In a significant exploration of the effects of intraoperative hypotension on postoperative health, a recent cohort study has provided compelling evidence linking hypotension—a common occurrence during surgery—to acute kidney injury (AKI) in elderly patients undergoing noncardiac procedures. The research, conducted by Liu et al., sheds light on a critical aspect of surgical medicine that merits attention, particularly in geriatric populations, which are often more vulnerable to surgical complications.
During noncardiac surgeries, maintaining stable hemodynamics is crucial for minimizing the risks of postoperative complications. However, intraoperative hypotension, defined as a transient drop in blood pressure during surgery, can be frequently observed due to various anesthetic and physiological factors. The study led by Liu and colleagues offers a thorough retrospective analysis of how these drops in blood pressure correlate with the incidence of AKI, highlighting a rising concern in surgical practices.
Elderly patients, especially those categorized as super elderly, face unique health challenges. Their kidneys often have reduced functional reserve and renal blood flow can be compromised due to aging. Recognizing this, the researchers focused on a cohort of patients aged 65 and above undergoing elective noncardiac surgeries. This demographic was selected to better understand how age exacerbates the risks associated with intraoperative hypotension and the subsequent likelihood of developing AKI.

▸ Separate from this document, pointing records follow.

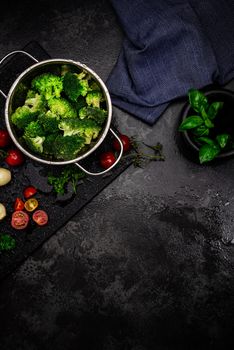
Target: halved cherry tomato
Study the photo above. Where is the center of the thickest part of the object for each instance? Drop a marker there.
(125, 141)
(14, 157)
(29, 192)
(40, 217)
(107, 159)
(31, 204)
(19, 220)
(19, 204)
(5, 139)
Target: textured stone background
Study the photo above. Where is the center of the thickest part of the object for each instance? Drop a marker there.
(148, 264)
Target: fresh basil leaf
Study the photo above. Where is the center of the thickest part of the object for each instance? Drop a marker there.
(208, 153)
(197, 100)
(191, 122)
(222, 139)
(201, 130)
(206, 140)
(208, 123)
(213, 109)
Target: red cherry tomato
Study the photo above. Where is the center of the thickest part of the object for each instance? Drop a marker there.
(40, 217)
(5, 139)
(19, 220)
(29, 192)
(31, 204)
(14, 157)
(107, 159)
(19, 204)
(125, 141)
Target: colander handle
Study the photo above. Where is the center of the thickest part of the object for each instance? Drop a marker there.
(112, 166)
(13, 53)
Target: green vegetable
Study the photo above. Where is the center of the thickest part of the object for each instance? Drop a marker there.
(42, 120)
(34, 129)
(222, 140)
(35, 143)
(94, 99)
(22, 116)
(7, 242)
(200, 126)
(62, 107)
(208, 152)
(69, 174)
(49, 122)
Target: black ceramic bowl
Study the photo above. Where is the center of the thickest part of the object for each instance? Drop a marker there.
(224, 121)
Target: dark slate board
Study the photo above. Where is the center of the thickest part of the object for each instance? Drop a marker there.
(60, 208)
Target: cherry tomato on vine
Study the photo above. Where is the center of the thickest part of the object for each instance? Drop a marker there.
(19, 220)
(19, 204)
(29, 191)
(5, 139)
(125, 141)
(40, 217)
(14, 157)
(107, 159)
(31, 204)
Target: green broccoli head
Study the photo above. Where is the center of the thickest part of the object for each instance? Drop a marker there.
(86, 128)
(35, 101)
(68, 147)
(62, 107)
(47, 84)
(74, 87)
(35, 144)
(34, 129)
(48, 145)
(94, 98)
(97, 114)
(49, 122)
(22, 116)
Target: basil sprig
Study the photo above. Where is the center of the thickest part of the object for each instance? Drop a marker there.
(201, 123)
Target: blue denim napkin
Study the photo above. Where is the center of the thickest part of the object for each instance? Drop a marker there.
(169, 47)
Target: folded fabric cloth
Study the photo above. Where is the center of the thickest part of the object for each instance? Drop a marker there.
(169, 47)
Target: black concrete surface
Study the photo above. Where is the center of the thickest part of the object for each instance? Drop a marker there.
(149, 263)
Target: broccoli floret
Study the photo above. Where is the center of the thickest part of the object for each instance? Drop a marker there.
(68, 147)
(35, 101)
(49, 122)
(97, 114)
(74, 87)
(94, 98)
(34, 129)
(62, 108)
(22, 116)
(95, 86)
(48, 144)
(48, 84)
(35, 144)
(86, 128)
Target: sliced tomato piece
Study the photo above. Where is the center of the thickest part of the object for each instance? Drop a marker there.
(19, 220)
(19, 204)
(31, 204)
(40, 217)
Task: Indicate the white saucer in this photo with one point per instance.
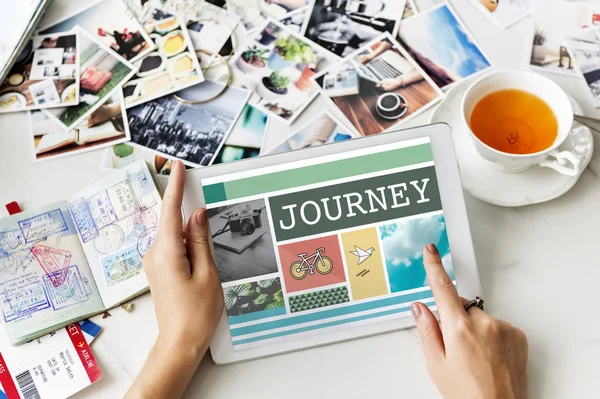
(483, 181)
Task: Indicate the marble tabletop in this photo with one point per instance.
(538, 267)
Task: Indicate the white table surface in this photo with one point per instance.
(539, 268)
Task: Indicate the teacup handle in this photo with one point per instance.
(561, 161)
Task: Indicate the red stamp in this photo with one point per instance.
(54, 261)
(142, 221)
(146, 240)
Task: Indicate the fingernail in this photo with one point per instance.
(416, 311)
(201, 217)
(432, 249)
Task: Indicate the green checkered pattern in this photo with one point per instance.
(319, 299)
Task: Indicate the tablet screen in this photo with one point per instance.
(326, 243)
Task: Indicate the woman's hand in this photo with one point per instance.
(187, 296)
(473, 355)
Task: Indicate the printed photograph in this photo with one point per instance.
(255, 13)
(379, 86)
(442, 45)
(104, 127)
(111, 23)
(323, 129)
(253, 297)
(343, 27)
(102, 73)
(403, 244)
(311, 263)
(183, 126)
(277, 66)
(172, 67)
(247, 137)
(552, 24)
(46, 75)
(242, 240)
(122, 155)
(505, 13)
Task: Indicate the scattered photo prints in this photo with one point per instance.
(505, 13)
(178, 127)
(122, 155)
(323, 129)
(378, 86)
(102, 73)
(343, 26)
(277, 66)
(46, 75)
(247, 137)
(173, 66)
(104, 127)
(242, 240)
(552, 22)
(255, 13)
(111, 23)
(442, 46)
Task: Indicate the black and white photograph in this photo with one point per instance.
(184, 126)
(242, 240)
(342, 27)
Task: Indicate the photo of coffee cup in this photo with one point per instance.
(391, 106)
(518, 119)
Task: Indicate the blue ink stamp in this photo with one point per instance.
(121, 266)
(22, 296)
(43, 225)
(71, 292)
(83, 220)
(101, 210)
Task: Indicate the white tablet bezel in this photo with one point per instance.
(459, 236)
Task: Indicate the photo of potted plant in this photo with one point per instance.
(290, 50)
(538, 53)
(252, 59)
(274, 86)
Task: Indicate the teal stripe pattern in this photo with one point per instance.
(263, 314)
(327, 314)
(325, 325)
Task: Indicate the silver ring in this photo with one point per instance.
(478, 301)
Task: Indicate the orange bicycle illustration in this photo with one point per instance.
(320, 263)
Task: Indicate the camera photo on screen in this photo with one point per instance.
(242, 240)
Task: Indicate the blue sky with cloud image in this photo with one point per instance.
(443, 39)
(403, 243)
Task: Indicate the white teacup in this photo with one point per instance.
(564, 162)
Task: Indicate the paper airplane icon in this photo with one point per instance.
(362, 254)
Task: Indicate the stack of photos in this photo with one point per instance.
(188, 125)
(390, 87)
(323, 129)
(552, 22)
(102, 73)
(255, 13)
(112, 24)
(277, 65)
(342, 27)
(247, 137)
(505, 13)
(172, 67)
(104, 127)
(46, 75)
(442, 45)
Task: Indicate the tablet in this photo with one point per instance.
(324, 244)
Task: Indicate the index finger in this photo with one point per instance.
(171, 221)
(446, 298)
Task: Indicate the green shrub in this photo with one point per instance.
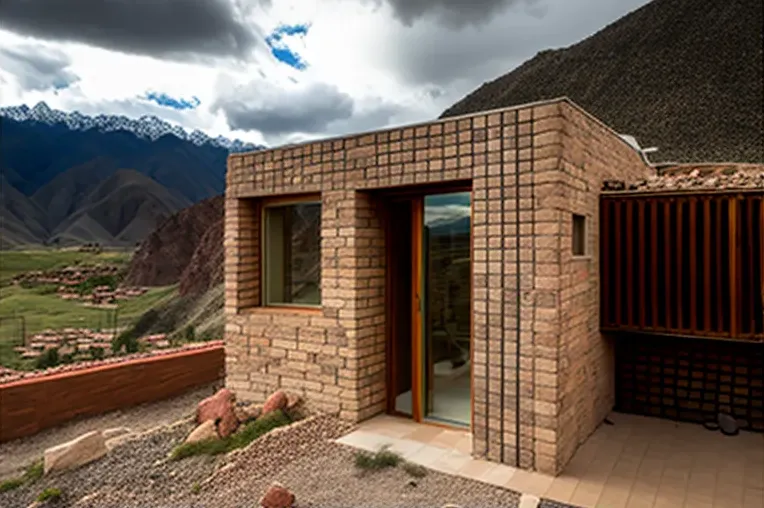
(97, 353)
(49, 358)
(381, 459)
(50, 494)
(10, 484)
(34, 472)
(87, 286)
(239, 439)
(126, 341)
(414, 470)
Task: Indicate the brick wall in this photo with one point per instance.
(527, 169)
(586, 380)
(30, 405)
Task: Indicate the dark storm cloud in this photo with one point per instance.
(179, 29)
(309, 110)
(471, 55)
(454, 13)
(37, 67)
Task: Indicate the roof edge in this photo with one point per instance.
(435, 121)
(608, 128)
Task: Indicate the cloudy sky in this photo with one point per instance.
(277, 71)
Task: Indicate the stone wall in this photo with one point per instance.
(523, 188)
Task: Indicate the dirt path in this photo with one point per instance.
(19, 453)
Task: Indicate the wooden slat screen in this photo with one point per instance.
(689, 265)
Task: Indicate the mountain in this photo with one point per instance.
(69, 179)
(166, 254)
(682, 75)
(147, 127)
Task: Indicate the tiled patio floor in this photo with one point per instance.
(637, 462)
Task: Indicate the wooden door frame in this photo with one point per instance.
(416, 195)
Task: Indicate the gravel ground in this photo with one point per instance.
(303, 457)
(548, 503)
(19, 453)
(136, 470)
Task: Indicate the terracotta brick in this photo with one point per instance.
(559, 155)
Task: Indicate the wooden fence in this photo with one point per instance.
(28, 406)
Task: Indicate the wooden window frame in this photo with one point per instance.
(282, 201)
(586, 253)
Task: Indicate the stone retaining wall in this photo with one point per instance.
(30, 405)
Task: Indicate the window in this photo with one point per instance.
(292, 251)
(579, 235)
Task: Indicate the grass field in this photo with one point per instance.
(16, 262)
(43, 309)
(47, 311)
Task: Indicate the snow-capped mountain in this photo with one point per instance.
(147, 127)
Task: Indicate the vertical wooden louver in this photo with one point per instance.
(690, 265)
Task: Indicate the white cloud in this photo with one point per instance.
(373, 69)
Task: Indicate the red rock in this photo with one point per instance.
(277, 496)
(219, 408)
(278, 400)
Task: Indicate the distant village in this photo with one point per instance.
(79, 283)
(80, 343)
(70, 280)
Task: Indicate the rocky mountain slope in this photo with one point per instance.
(682, 75)
(69, 179)
(187, 249)
(146, 127)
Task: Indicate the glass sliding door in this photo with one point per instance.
(445, 306)
(429, 307)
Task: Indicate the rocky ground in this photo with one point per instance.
(303, 457)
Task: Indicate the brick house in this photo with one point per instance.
(447, 272)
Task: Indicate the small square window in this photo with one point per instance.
(292, 251)
(579, 235)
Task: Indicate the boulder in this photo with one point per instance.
(115, 432)
(219, 408)
(277, 400)
(247, 413)
(77, 452)
(293, 400)
(277, 496)
(203, 432)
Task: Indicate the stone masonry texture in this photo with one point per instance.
(542, 372)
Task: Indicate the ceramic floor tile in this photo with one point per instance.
(424, 433)
(476, 469)
(448, 438)
(428, 455)
(451, 462)
(587, 493)
(662, 501)
(499, 475)
(529, 483)
(562, 489)
(405, 447)
(753, 498)
(641, 497)
(388, 426)
(613, 497)
(365, 440)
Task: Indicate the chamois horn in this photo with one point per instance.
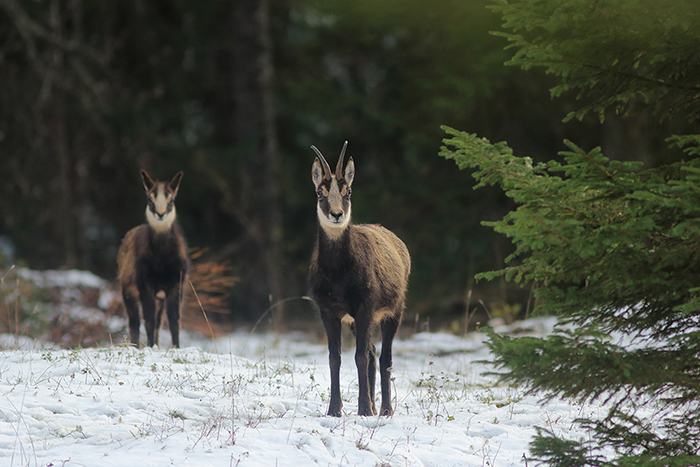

The study utilized a comprehensive dataset to analyze outcomes, focusing on those who experienced episodes of intraoperative hypotension. Measurements included systolic blood pressure drops that persisted for five minutes or more during any point of the procedure. This criterion was vital, as it allowed the study to define a clear threshold for hypotension directly correlated with surgical outcomes.
To quantify the risk of AKI, the researchers employed established criteria, including changes in serum creatinine levels and urine output reductions within 48 hours post-surgery. AKI was assessed as a categorical variable, allowing the researchers to gauge its prevalence within the patient cohort effectively. The results of such findings are critical, as they elucidate the intricate relationship between intraoperative management and postoperative renal health.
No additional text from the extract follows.